Katy Rezvani, MD, PhD is Sally Cooper Murray Chair in Cancer Research, Professor of Medicine, Chief of the Section for Cellular Therapy, Director of Translational Research and Medical Director of the GMP Facility at MD Anderson Cancer Center. She has over 170 peer-reviewed publications related to immunotherapy, cellular therapy, and hematopoietic transplantation. She is on the editorial board of JCO and Blood and is the Specialty Chief Editor for the cancer immunity and immunotherapy section, Frontiers in Immunology. She is on the Center for International Blood and Marrow Transplant (CIBMTR) clinical trials advisory committee, a member of the BMT CTN Cell and Gene Therapy, a member of the Hematologic and Immunologic Gene & Cell Therapy Committee and serves on the ASH Task Force on Immunotherapies. Dr. Rezvani has served on the organizing committees of the American Society of Hematology, Society for Natural Immunity, International Society of Cell Therapy, and Transplantation and Cellular Therapy Meetings of ASBMT and CIBMTR. Dr. Rezvani’s lab studies the role of natural killer (NK) cells in mediating immunity against hematologic malignancies as well as solid tumors, and seeks to understand the mechanisms of tumor-induced NK cell dysfunction. The goal of this research is to develop strategies to genetically engineer NK cells to enhance their in vivo anti-tumor activity and persistence. Findings from her lab have led to the approval and funding of Phase I/II studies of immunotherapy in patients with hematologic malignancies and solid tumors, as well as the first-in-human clinical trial of off-the-shelf CAR-transduced cord blood NK cells in patients with relapsed/refractory lymphoid malignancies. Dr. Rezvani’s work is supported by multiple grants from the National Cancer Institute, the Leukemia and Lymphoma Society, the American Cancer Society, Stand Up to Cancer and the Cancer Prevention & Research Institute of Texas (CPRIT). She serves as the Executive Scientific Leader of the Adoptive Cell therapy Platform at MD Anderson and is the co-Leader of the Stem Cell Transplantation and Cellular Therapy Program of the MD Anderson Cancer Center Support Grant.
Daniel S. Chen, MD, PhD, is the Chief Medical Officer for IGM Biosciences, and former Vice President, Global Head of Cancer Immunotherapy Development at Genentech/Roche.
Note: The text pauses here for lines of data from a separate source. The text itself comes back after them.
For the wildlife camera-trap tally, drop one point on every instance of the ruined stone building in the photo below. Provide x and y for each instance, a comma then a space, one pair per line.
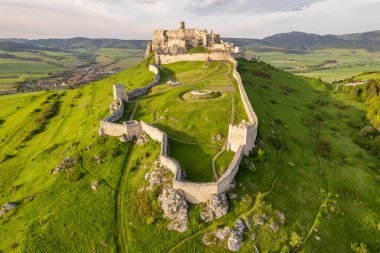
180, 40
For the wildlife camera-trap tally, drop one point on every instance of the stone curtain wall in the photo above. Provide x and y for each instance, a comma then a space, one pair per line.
194, 192
247, 105
215, 56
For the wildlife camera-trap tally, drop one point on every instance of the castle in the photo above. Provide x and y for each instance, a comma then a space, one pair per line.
179, 41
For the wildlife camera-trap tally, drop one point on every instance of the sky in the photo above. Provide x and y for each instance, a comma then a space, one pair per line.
135, 19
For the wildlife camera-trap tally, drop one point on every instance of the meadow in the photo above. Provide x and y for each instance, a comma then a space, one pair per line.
311, 170
328, 64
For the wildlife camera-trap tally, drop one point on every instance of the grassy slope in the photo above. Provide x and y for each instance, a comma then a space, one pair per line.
62, 211
349, 62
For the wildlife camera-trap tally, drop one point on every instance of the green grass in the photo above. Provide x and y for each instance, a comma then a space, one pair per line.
292, 180
61, 210
349, 62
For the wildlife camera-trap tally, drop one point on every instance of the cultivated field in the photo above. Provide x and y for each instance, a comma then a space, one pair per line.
329, 64
311, 170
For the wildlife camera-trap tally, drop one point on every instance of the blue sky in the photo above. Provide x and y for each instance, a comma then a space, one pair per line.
135, 19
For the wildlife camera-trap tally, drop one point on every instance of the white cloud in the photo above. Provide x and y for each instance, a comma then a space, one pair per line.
137, 18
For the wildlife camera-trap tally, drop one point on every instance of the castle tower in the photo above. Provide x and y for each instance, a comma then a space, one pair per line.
181, 25
243, 134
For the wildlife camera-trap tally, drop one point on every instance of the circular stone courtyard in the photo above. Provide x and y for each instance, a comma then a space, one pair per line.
200, 95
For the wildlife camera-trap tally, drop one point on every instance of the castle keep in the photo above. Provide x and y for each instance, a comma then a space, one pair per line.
180, 40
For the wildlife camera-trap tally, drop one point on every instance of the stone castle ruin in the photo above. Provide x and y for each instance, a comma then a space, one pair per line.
171, 46
181, 40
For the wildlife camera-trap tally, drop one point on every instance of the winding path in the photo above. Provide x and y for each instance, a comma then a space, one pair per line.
232, 116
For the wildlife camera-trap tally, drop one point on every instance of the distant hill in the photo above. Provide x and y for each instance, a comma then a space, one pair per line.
293, 42
9, 46
300, 40
88, 43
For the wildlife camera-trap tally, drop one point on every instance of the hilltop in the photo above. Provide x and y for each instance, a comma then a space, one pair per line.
316, 187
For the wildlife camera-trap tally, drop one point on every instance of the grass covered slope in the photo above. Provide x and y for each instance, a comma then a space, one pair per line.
194, 126
324, 178
60, 211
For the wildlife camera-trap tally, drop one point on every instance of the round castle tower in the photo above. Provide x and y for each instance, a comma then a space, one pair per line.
181, 25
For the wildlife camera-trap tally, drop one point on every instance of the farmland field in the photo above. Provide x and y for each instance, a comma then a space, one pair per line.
328, 64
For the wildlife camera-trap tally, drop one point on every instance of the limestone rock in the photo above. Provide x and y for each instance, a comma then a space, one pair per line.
7, 207
123, 138
258, 219
273, 226
175, 208
114, 106
281, 217
234, 240
239, 226
95, 185
217, 206
143, 138
67, 163
158, 176
223, 233
233, 195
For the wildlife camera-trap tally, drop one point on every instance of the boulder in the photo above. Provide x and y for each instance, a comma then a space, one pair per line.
217, 206
234, 240
175, 208
95, 185
67, 163
114, 106
158, 176
223, 233
7, 207
143, 138
239, 226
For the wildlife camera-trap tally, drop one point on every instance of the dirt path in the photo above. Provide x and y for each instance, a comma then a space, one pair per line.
242, 215
194, 143
232, 116
119, 226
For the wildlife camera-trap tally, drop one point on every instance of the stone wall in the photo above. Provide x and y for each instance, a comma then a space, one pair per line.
214, 56
241, 140
119, 92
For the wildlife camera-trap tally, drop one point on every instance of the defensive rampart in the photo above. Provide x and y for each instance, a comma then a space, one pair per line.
241, 143
214, 56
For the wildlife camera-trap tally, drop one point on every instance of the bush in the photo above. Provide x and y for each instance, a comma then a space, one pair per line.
359, 247
295, 239
75, 175
324, 148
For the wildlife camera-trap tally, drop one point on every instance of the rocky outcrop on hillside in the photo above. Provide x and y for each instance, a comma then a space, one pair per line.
7, 207
158, 176
114, 106
217, 206
67, 164
175, 208
235, 238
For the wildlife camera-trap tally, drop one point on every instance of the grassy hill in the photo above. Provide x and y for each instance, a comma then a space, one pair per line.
312, 170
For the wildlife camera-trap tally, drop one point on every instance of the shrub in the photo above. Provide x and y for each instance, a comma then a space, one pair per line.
275, 141
359, 247
74, 175
324, 148
295, 239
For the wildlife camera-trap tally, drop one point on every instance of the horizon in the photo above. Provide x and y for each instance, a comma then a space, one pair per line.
136, 19
225, 37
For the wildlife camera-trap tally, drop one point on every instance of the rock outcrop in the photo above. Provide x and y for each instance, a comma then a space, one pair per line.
158, 176
235, 238
217, 206
7, 207
114, 106
175, 208
67, 163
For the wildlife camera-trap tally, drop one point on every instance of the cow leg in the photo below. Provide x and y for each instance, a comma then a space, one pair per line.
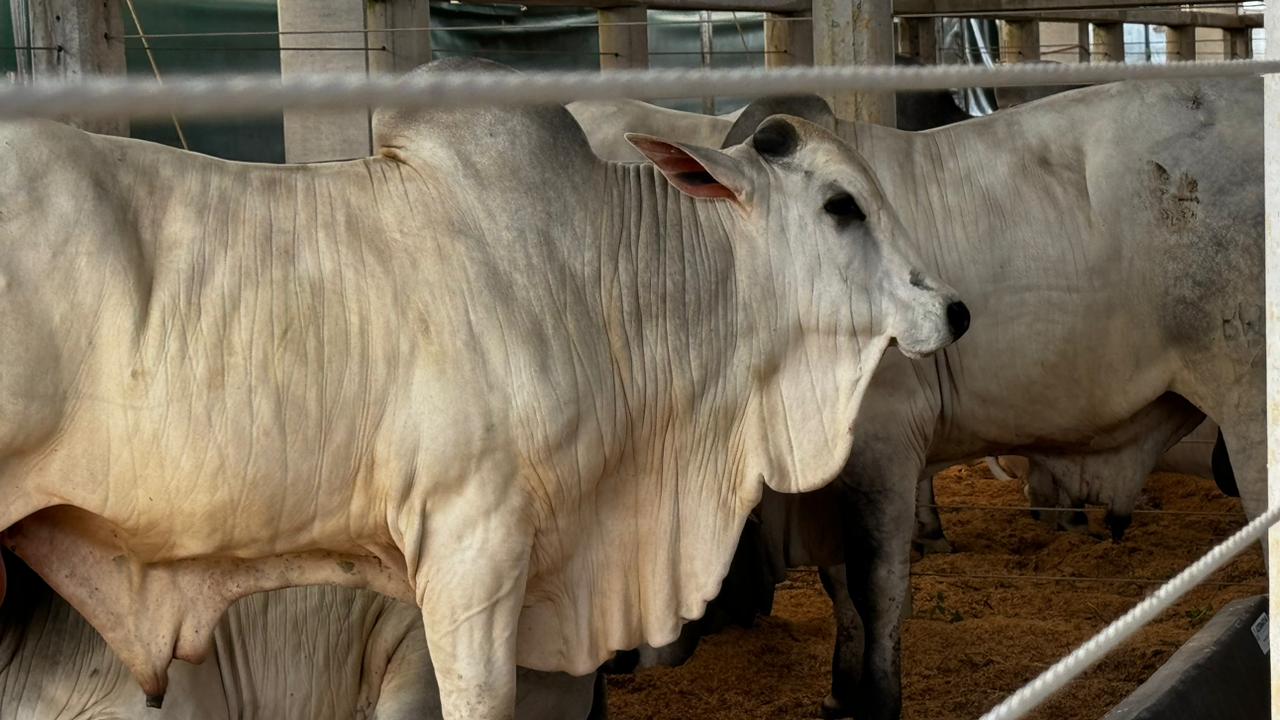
846, 662
928, 523
470, 586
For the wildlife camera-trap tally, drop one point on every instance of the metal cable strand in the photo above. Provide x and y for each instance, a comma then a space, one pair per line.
1065, 670
224, 96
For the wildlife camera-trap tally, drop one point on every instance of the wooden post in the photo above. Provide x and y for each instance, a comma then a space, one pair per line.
1019, 41
856, 32
918, 37
341, 135
624, 45
1180, 42
90, 40
1271, 259
787, 40
1238, 44
1107, 42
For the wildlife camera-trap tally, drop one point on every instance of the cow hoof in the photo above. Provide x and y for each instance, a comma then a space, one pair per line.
1118, 524
835, 710
935, 546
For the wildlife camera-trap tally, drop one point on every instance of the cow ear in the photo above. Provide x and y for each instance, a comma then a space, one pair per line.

He received a BS degree in Biology from the Massachusetts Institute of Technology (1990), a PhD in Microbiology & Immunology (1996) and MD (1998) from the University of Southern California. His PhD work and publications focused on “Early Events in Coronavirus Infection.” Daniel completed an Internal Medicine Residency and Medical Oncology Fellowship at Stanford University (2003). He went on to complete a Post-doctoral fellowship with Mark Davis in Immunology, where he was a Howard Hughes Medical Institute Associate. He also ran the metastatic melanoma clinic at the Stanford Cancer Center from 2003-2006. In that time, he studied human anti-cancer immune responses pre- and post- cancer vaccination and cytokine administration to determine why anti-tumor immune responses were not more clinically effective. He received a U19 grant to develop better immunologic tools to interrogate human immune responses and ultimately patented the MHC cellular microarray to detect and functionally characterize antigen-specific T cell states.
He continued as Adjunct Clinical Faculty at Stanford from 2006-2016, where he cared for melanoma patients. At Genentech from 2006-2018, Daniel focused on the clinical development of anti-angiogenic and immune modulatory targeted therapies in both early and late Development, as well as the diagnostic tools to aid their development. This included leading the clinical development for atezolizumab, a PD-L1 inhibitor, from the time the program was in research through IND, Phase I, Phase II, Phase III, to filing and approvals in multiple indications worldwide. At IGM, Daniel focuses on the development of novel engineered multivalent and multispecific therapeutics. He is a reviewer for Nature, Immunity and Clinical Cancer Research, serves on the Board of Directors for SITC, co-chair of the CRI cancer Immunotherapy consortium, gave the keynote presentation at the AACR NCI EORTC Annual Meeting 2014 and presented at the US Congressional Briefing on Immuno Oncology in 2017. He has continued to publish with academic and industry collaborators in the field of cancer immunotherapy, including the often referenced Chen and Mellman manuscripts, “Elements of cancer immunity and the cancer-immune set point” and “Oncology meets Immunology: the Cancer-Immunity Cycle.”